Most notably, he is the founding director of Empowering Youth Voices, a non-profit organization that provides opportunities and guidance for at-risk, low-income youth. Calling himself "an advocate for youth education, youth leadership, and social justice," Brandie uses EYV to teach life skills and leadership to disadvantaged students all over the area, empowering African-American youth. His leadership and outreach creates an outstanding role model for those he touches through EYV outreach events—from success workshops, to hip hop dance classes.

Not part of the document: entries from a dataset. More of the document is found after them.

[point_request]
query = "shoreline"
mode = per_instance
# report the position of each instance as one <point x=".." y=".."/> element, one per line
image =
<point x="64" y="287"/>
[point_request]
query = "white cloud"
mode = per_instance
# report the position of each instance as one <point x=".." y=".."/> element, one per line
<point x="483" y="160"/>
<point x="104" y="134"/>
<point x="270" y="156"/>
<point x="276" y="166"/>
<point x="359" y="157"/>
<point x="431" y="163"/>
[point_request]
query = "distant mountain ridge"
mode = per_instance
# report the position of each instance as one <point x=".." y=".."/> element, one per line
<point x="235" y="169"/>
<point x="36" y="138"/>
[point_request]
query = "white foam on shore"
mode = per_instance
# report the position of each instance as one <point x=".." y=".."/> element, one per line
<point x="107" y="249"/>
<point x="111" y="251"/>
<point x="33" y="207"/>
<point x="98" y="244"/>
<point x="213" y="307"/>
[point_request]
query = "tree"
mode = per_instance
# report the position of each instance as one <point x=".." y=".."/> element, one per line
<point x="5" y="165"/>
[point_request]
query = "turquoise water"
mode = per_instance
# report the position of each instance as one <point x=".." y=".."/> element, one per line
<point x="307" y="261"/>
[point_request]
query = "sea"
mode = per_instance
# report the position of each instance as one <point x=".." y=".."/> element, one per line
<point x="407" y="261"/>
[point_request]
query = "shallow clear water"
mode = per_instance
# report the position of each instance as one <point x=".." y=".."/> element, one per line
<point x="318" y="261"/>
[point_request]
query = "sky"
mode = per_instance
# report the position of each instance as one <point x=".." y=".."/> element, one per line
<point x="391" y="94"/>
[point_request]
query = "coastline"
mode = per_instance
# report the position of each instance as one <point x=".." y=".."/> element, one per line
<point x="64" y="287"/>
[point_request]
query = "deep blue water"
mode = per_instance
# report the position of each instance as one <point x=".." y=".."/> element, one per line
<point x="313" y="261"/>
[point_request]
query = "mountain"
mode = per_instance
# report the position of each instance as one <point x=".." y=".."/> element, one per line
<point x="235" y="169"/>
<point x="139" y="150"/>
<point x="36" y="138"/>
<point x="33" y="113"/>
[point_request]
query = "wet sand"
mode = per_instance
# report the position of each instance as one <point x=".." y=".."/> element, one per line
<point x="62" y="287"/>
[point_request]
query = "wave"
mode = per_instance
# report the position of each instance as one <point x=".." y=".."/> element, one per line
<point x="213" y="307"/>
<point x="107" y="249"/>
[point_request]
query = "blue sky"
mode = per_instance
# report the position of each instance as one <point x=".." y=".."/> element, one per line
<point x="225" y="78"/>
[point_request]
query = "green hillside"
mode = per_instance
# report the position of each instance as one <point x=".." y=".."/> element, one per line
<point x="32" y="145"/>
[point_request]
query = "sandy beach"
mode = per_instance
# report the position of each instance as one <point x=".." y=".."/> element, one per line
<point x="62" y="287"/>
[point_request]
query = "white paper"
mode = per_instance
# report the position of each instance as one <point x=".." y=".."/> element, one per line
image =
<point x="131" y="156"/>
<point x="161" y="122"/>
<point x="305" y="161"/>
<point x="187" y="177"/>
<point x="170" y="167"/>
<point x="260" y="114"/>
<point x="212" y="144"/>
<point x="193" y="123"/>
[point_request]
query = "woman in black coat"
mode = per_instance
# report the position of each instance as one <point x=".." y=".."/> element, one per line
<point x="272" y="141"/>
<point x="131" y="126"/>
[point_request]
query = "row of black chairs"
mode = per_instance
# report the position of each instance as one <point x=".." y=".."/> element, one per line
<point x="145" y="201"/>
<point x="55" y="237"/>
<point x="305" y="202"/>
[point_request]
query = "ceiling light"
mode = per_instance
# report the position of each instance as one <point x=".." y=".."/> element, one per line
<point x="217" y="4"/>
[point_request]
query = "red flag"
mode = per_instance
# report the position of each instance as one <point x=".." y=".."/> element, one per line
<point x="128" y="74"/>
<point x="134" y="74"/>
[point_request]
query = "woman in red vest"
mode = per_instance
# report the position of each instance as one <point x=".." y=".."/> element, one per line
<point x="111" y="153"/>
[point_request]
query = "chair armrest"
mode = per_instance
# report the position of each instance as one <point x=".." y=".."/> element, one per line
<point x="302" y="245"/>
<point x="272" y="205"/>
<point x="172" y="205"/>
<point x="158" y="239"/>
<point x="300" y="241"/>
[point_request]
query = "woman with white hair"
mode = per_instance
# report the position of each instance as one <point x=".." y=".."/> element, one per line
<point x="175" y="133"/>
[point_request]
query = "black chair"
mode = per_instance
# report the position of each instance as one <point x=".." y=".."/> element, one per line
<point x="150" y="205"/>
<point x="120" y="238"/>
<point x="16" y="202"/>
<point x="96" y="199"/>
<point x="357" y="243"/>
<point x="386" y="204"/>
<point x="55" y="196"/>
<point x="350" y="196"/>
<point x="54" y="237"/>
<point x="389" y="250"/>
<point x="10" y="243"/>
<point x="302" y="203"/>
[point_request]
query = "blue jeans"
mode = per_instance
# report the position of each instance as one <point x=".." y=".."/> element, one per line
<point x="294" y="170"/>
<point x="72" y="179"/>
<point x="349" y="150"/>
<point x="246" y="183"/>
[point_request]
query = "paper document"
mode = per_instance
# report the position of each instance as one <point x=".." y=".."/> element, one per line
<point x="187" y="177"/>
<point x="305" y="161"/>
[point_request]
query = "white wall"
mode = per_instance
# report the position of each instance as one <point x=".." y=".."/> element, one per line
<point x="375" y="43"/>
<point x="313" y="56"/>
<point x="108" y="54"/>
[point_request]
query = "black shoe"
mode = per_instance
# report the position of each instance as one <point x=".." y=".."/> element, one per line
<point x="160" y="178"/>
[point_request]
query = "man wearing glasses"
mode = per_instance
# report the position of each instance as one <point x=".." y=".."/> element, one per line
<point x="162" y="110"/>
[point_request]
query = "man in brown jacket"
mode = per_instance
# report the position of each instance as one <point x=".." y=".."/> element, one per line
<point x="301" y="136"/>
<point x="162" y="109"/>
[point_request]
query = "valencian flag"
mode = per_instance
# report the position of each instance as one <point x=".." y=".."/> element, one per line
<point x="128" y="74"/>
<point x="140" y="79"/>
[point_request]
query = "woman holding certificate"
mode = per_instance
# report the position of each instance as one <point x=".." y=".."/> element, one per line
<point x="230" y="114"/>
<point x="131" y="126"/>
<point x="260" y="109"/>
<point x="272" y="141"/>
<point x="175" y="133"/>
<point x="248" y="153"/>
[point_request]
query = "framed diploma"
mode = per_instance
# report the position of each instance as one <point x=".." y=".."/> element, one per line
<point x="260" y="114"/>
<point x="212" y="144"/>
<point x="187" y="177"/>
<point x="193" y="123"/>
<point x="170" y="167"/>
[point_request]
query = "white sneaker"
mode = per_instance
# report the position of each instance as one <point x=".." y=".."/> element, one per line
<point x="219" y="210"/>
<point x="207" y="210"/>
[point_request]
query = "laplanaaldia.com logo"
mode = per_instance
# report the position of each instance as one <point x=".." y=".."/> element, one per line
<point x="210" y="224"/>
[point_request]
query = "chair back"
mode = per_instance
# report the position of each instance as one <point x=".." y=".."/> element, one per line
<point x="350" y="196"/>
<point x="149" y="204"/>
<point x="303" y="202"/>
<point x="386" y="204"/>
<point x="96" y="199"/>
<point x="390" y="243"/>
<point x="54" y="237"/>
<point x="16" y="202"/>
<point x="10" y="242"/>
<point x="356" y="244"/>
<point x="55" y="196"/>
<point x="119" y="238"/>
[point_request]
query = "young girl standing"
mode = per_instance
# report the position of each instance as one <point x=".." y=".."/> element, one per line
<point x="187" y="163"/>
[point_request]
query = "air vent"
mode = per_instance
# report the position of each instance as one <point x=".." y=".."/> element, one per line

Outstanding role models, however, have role models of their own to learn from, and Carol Ann Hackley, a Communications professor of 26 years, is a prime example of faculty leadership at its finest. Having written a text book and led the Pacific Chapter of Public Relations Student Society of America during her years at Pacific, it would be easy for someone who did not know Dr. Hackley to be intimidated by her accomplishments. However, in the Communications department, she is lovingly referred to as "Dr. Mom" by her advisees for the guidance and care she gives each student.
One student writes "Aside from her devotion to the education of her students and involved chapter members, she is also one of the most caring, warm professors at Pacific... Not only does she challenge students in the Public Relations field, she is there, beside them." This year, Dr. Hackley retired, and it is with great pride that her students nominated her for, and the University acknowledged her with, the Outstanding Organization Advisor Award.
A similar award, the Podesto Award, recognizes faculty who have directly touched the lives of Pacific students. Professor Randall "Rand" Enlow, whose "office door is always open and cell phone always on," is one such professor who was nominated by his Theater Arts students for the award. Inside the classroom, he strives to include all students in the learning experience, regardless of whether they are beginning, intermediate, or advanced in the subject matter, pushing each individual to his or her highest potential. On the set, he helps his set design students bring ideas to fruition and is always willing to go the extra mile to ensure that the dreams for the set can become a reality. One of his third-year students sums it up best, when she says:
In addition, Professor Enlow received the Faculty/Staff of the Month Award in March from the National Residence Hall Honorary, an organization that Theatre Arts student and Resident Assistant Kristen Bloom participates in. She noted in her nomination submission the challenges he faced that month working on the set for "The Threepenney Opera" while his father fell seriously ill. She wrote, "Rand deserves nothing but a medal of honor for the dedication he showed to his family, the University, his students, and the show-all the time with a positive and professional attitude."